I snuck out of work extra-early, partly because I'd been there since before 8:20am. I drove through the cold pouring rain and arrived home before Gretchen had left to teach her creative writing class at Shawangunk Correctional Facility. Since the windshield wipers are so bad on the Prius, I convinced her to drive there in the Subaru instead.
I should mention that, after much successive approximation, I've got the Subaru oxygen sensor hack nearly dialed-in. The values now are as specified in this diagram, with a 2 microfarad capacitor between the oxygen sensor signal wire and ground, a 330 kilohm resistor between that signal and the car's computer, and a 100 microfarad capacitor between the input to the computer and ground.

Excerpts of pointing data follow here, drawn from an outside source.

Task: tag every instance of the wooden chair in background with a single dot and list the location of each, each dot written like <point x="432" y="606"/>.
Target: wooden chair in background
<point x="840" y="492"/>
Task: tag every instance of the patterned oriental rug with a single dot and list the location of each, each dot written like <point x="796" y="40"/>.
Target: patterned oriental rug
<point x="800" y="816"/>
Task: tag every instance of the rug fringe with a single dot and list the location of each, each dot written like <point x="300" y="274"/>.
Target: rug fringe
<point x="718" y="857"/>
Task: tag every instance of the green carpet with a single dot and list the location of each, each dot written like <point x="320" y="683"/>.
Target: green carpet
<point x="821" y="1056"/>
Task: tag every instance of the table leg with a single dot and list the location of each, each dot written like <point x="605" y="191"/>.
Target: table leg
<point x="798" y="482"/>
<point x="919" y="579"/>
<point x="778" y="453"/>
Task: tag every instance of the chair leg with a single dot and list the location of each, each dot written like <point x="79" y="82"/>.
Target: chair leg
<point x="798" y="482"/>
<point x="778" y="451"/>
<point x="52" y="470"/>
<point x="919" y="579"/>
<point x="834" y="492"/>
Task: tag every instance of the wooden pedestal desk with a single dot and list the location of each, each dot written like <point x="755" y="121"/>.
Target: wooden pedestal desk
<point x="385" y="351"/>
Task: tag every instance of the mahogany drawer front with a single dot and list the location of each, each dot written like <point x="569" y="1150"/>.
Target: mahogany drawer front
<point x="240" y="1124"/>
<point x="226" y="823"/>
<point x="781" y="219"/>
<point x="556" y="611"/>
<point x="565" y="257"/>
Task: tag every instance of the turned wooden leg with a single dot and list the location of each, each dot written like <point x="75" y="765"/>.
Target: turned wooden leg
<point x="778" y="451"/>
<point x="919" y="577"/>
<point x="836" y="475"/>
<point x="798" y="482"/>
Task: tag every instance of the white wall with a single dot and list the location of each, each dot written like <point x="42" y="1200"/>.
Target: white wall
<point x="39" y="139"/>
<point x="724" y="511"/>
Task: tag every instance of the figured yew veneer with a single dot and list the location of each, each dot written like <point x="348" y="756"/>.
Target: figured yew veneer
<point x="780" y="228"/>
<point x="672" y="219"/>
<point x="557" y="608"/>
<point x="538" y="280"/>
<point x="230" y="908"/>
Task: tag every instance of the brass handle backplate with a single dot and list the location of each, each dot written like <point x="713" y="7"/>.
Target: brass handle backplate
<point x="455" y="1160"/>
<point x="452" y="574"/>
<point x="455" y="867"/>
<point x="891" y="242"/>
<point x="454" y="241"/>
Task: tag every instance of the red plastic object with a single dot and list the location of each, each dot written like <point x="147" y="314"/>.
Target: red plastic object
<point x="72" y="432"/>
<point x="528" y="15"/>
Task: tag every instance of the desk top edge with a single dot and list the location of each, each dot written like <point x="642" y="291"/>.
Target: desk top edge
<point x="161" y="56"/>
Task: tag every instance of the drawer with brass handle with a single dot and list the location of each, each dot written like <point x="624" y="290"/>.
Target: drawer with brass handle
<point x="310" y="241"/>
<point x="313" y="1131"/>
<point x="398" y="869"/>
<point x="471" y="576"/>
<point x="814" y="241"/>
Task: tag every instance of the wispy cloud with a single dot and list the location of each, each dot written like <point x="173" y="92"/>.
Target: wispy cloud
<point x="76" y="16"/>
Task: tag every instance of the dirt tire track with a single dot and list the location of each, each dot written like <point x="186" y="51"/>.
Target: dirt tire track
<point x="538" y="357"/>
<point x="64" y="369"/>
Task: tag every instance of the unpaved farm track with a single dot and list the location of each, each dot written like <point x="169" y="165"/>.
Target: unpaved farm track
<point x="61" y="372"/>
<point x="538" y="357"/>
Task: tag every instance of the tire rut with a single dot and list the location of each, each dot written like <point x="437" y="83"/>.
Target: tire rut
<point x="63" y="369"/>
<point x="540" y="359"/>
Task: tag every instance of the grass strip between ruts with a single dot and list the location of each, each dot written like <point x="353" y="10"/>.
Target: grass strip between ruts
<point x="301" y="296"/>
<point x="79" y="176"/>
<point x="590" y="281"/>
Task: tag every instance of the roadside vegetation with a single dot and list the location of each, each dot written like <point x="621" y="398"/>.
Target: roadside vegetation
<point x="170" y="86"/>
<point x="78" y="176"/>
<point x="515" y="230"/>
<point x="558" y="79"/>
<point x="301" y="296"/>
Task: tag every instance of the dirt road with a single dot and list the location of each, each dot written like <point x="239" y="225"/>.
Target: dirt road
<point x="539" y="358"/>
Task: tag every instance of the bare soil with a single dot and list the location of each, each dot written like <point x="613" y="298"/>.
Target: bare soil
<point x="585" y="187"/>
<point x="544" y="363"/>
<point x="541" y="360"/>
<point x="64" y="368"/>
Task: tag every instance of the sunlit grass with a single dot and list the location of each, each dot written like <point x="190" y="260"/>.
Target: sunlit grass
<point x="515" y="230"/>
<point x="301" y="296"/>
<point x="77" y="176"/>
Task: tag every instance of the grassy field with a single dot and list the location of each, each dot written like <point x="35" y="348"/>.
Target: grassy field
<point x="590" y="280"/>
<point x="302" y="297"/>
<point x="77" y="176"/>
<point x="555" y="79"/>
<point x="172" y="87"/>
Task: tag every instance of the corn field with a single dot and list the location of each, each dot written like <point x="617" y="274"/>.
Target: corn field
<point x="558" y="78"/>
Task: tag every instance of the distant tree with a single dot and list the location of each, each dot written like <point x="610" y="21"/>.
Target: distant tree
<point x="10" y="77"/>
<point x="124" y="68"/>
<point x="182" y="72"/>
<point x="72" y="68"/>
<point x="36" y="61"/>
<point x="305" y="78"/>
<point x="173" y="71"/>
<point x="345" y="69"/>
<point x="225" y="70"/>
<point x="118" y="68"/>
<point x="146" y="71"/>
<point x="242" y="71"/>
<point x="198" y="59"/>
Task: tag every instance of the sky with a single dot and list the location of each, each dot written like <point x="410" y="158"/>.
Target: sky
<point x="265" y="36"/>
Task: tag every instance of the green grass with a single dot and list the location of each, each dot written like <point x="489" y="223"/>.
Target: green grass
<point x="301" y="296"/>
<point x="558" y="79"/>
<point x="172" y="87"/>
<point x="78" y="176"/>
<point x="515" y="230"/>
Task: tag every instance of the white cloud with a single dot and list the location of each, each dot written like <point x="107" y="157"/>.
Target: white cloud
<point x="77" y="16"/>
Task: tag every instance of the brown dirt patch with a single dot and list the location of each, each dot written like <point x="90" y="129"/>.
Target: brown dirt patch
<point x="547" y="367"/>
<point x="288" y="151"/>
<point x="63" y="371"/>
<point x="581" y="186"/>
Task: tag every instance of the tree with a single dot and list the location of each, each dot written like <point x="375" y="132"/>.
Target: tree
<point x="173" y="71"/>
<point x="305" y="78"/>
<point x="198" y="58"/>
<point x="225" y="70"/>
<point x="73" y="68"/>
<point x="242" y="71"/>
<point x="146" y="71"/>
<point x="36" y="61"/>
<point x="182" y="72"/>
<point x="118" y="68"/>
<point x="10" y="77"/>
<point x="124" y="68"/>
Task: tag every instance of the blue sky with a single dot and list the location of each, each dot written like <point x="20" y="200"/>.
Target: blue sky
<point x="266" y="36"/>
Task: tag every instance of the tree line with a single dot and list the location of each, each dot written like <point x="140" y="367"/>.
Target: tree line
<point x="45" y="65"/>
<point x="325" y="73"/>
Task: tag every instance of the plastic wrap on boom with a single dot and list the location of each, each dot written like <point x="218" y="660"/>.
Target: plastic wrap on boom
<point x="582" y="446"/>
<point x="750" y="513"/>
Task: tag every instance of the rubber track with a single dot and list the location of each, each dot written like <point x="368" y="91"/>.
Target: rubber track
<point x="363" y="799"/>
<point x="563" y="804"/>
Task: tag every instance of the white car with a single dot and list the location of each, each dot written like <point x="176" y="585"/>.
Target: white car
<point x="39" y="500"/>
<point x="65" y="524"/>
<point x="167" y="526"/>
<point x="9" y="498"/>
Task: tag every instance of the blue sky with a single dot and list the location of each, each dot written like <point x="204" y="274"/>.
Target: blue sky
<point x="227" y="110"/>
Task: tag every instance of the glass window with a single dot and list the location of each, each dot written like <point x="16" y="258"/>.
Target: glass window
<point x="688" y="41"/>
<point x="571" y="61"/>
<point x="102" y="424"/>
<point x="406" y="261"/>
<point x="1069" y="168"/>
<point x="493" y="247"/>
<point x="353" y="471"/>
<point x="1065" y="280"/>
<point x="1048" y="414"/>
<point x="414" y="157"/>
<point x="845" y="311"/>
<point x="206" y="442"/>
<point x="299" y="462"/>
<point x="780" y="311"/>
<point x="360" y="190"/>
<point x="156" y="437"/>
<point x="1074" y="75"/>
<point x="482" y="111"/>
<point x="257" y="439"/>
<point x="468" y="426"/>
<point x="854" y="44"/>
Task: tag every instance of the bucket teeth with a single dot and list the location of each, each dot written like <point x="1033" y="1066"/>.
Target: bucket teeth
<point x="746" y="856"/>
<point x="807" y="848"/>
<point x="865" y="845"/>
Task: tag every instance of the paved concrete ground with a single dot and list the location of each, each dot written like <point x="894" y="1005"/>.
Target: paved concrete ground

That 2 microfarad capacitor is the only one whose values I've been changing in response to error codes. When I've gotten a P0139, I've lowered the capacitance. When I've gotten a P0420, I've raised it. Today on the way to work, after over a hundred miles of no errors, I got a P0420 error. Since I know I get a P0139 error when that capacitor is at 4.7 microfarads, I won't be raising it to that value. I'll be trying something like 3 microfarads and see how that works.